R

Introduction

R is free programming language for statistical computing and graphics. R code can be executed in the Integrated Development Environment (IDE) RStudio, or from the command line interface (CLI).

Availability

Multiple installations of R are available on all our systems. You can use them by loading an R module: module load R will load the latest version or you can use module load R/<version> to select a specific version.

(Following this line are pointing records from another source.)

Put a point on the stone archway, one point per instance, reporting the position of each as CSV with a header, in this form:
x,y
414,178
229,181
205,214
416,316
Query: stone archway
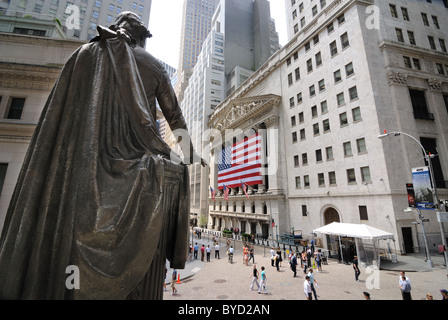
x,y
331,215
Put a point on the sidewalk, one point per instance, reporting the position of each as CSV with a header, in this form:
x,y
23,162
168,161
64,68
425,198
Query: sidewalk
x,y
220,280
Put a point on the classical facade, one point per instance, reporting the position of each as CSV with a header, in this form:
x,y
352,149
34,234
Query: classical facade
x,y
29,67
344,77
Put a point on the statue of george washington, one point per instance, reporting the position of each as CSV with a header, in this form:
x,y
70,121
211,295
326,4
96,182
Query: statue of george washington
x,y
99,189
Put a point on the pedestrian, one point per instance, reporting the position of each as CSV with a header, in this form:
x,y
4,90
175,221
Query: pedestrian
x,y
208,250
294,264
279,253
307,288
195,249
312,282
263,279
405,286
254,278
217,250
173,282
356,268
272,256
318,259
304,261
251,254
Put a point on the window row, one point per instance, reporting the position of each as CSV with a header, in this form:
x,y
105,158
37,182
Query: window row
x,y
331,179
347,149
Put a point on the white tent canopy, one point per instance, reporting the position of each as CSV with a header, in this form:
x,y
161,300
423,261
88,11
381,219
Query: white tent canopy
x,y
357,231
353,230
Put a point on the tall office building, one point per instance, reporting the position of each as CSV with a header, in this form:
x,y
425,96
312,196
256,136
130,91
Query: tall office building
x,y
350,70
78,18
242,39
196,24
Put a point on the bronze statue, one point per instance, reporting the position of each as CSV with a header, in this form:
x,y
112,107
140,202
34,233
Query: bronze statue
x,y
99,191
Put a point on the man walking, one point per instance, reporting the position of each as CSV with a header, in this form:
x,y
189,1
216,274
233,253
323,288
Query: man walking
x,y
307,288
356,268
254,278
405,286
312,282
294,264
263,282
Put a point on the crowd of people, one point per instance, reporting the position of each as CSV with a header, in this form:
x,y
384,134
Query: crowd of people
x,y
308,260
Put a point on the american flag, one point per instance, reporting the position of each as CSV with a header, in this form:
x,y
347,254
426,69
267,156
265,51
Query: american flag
x,y
241,162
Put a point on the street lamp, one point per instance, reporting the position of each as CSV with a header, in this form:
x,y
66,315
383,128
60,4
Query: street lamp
x,y
421,221
431,174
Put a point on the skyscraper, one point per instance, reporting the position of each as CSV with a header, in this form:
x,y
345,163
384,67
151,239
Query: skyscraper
x,y
241,40
196,24
79,18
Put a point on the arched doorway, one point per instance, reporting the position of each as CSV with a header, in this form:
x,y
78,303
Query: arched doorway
x,y
331,215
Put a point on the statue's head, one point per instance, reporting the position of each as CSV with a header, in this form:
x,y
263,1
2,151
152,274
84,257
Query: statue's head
x,y
132,23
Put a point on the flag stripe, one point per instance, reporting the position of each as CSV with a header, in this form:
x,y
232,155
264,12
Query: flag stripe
x,y
241,162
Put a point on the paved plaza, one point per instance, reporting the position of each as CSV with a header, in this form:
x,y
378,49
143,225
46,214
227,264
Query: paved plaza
x,y
221,280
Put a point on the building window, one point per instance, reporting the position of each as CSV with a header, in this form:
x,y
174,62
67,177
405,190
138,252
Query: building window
x,y
297,72
393,11
432,43
411,37
349,69
15,108
435,21
326,125
356,113
347,149
309,65
324,107
343,120
340,98
353,93
333,48
329,153
399,34
321,179
332,178
344,41
361,145
363,213
304,211
306,181
318,59
337,76
298,185
312,91
365,174
425,19
321,85
419,105
316,129
319,155
405,14
351,177
296,161
304,159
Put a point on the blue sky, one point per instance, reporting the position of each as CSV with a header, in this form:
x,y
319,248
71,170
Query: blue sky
x,y
165,25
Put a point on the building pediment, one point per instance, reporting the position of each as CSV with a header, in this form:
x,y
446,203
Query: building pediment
x,y
237,111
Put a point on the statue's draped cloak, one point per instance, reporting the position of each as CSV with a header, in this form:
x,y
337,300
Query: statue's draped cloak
x,y
90,191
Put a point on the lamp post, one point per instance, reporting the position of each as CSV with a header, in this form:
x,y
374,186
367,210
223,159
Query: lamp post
x,y
421,221
433,182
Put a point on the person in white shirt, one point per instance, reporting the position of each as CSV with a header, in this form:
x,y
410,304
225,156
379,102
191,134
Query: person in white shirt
x,y
217,251
307,288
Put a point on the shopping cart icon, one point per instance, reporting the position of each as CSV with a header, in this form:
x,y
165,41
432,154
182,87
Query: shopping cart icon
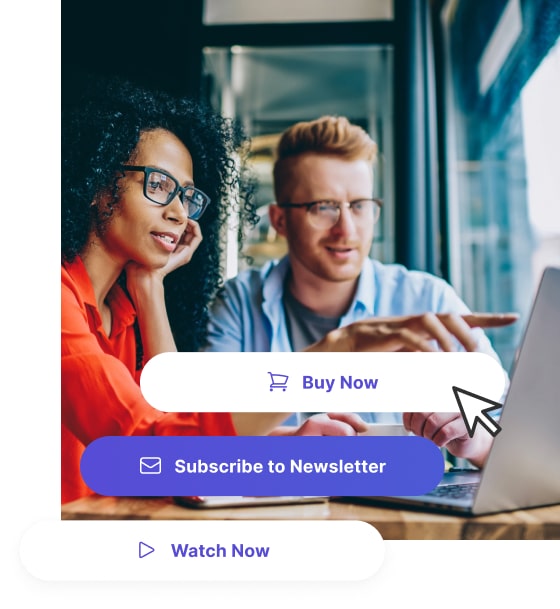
x,y
279,381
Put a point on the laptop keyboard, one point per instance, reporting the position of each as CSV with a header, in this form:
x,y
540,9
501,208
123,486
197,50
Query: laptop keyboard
x,y
455,491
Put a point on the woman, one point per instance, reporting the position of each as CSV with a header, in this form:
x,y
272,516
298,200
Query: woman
x,y
130,211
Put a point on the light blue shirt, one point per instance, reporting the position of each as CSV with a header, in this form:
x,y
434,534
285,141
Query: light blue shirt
x,y
249,316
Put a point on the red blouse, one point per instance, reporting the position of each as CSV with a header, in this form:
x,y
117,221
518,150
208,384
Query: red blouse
x,y
100,386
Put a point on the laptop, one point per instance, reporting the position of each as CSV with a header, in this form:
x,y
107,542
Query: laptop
x,y
523,466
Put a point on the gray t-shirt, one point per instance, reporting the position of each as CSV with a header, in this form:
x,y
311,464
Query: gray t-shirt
x,y
304,326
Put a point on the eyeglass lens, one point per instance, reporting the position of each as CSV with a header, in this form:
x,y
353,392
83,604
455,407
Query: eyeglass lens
x,y
159,187
325,214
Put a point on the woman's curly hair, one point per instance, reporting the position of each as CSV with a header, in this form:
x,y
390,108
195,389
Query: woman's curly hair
x,y
100,131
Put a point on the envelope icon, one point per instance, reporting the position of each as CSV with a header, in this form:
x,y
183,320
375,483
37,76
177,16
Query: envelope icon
x,y
150,465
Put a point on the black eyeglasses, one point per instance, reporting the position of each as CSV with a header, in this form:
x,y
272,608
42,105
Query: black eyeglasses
x,y
161,187
325,214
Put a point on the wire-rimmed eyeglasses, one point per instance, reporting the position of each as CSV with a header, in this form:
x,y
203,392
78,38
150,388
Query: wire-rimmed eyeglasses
x,y
325,214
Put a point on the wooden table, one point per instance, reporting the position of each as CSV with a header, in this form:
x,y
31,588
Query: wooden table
x,y
537,523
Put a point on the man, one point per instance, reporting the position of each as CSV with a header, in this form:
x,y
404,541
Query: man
x,y
327,294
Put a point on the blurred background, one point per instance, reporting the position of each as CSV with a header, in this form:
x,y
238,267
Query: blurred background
x,y
462,97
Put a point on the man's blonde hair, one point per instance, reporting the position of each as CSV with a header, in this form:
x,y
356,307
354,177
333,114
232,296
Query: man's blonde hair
x,y
328,135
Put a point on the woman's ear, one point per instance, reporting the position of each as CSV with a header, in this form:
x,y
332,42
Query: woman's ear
x,y
277,217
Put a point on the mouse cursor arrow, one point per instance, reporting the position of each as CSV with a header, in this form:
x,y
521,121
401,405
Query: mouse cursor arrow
x,y
473,411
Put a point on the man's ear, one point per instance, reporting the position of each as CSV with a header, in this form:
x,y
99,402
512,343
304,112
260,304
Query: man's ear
x,y
277,217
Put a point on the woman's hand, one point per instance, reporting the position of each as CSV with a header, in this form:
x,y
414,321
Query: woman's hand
x,y
189,242
141,280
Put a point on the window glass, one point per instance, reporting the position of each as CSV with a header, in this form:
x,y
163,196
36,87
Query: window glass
x,y
502,134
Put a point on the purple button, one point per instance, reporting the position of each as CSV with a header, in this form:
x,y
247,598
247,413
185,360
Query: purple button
x,y
256,465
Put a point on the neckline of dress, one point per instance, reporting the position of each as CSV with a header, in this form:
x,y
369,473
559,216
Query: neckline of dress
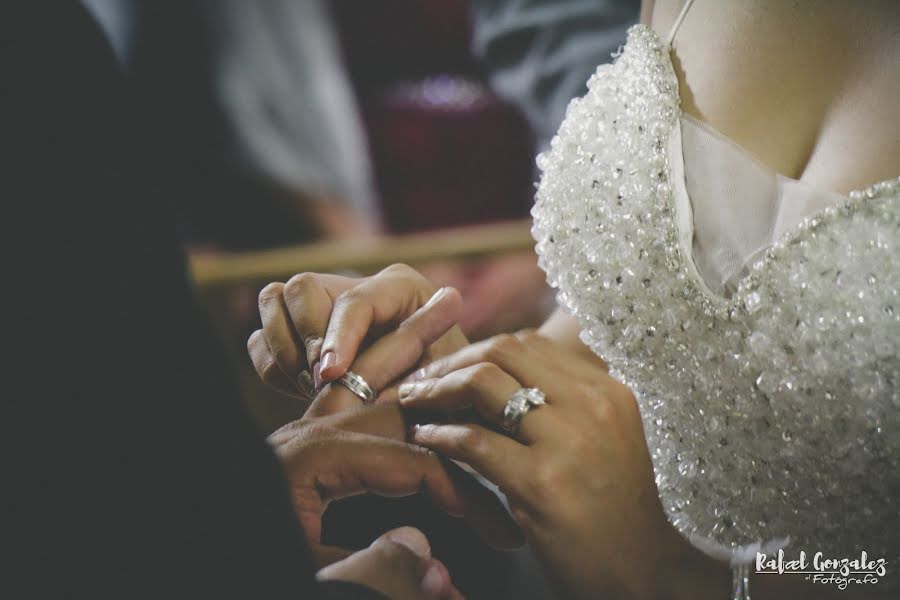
x,y
683,221
750,155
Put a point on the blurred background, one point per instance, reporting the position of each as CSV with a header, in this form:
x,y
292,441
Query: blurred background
x,y
343,136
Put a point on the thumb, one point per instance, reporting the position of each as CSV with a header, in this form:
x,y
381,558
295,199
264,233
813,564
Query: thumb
x,y
399,565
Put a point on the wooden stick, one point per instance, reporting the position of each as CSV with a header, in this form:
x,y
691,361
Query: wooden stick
x,y
363,256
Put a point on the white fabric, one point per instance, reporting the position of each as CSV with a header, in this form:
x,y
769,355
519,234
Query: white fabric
x,y
740,207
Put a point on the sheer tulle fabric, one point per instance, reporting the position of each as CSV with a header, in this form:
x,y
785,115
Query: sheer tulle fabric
x,y
740,207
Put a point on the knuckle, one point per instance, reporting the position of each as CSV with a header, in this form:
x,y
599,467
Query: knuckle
x,y
350,296
269,371
300,282
548,480
284,357
483,376
271,293
502,347
399,269
253,341
470,441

Several versions of the base R installation are available:

  • R/4.3.2-gfbf-2023a

  • R/4.3.3-gfbf-2023b

  • R/4.4.1-gfbf-2023b

Additionally, a couple bundle versions are available that include many readily available packages:

  • R-bundle-CRAN/2023.12-foss-2023a

  • R-bundle-Bioconductor/3.18-foss-2023a-R-4.3.2

RStudio is also available on Open OnDemand (OOD) for the tinkercliffs and owl clusters. Currently only 1 version of R is available:

  • R 4.3.2

Execution modes

Just like any other software, R code can be executed in two modes:

  • Interactive mode

  • Batch mode

Running interactively (e.g. in RStudio or the CLI) can be great for code development with small examples. Larger computations should be submitted as jobs, via a tradition job submission script.

R from the command line

To run R from the command line, we need to load the software. In an interactive job on TinkerCliffs, this would look like so:

[slima2@tinkercliffs2 ~]$ interact -A <your slurm account> -p normal_q
srun: job 2920622 queued and waiting for resources
srun: job 2920622 has been allocated resources
[slima2@tc008 ~]$ module load R/4.4.1-gfbf-2023b
[slima2@tc008 ~]$ R
...
>

Alternatively, you run R code from the command line in batch mode. This would generally require 2 scripts:

  1. an R script with the actual R code we are needing to run

  2. a shell script for submission to the job schedulers

An example R script called hello.R might print a message containing the host name to standard output:

print("Rello, from", Sys.info()["nodename"])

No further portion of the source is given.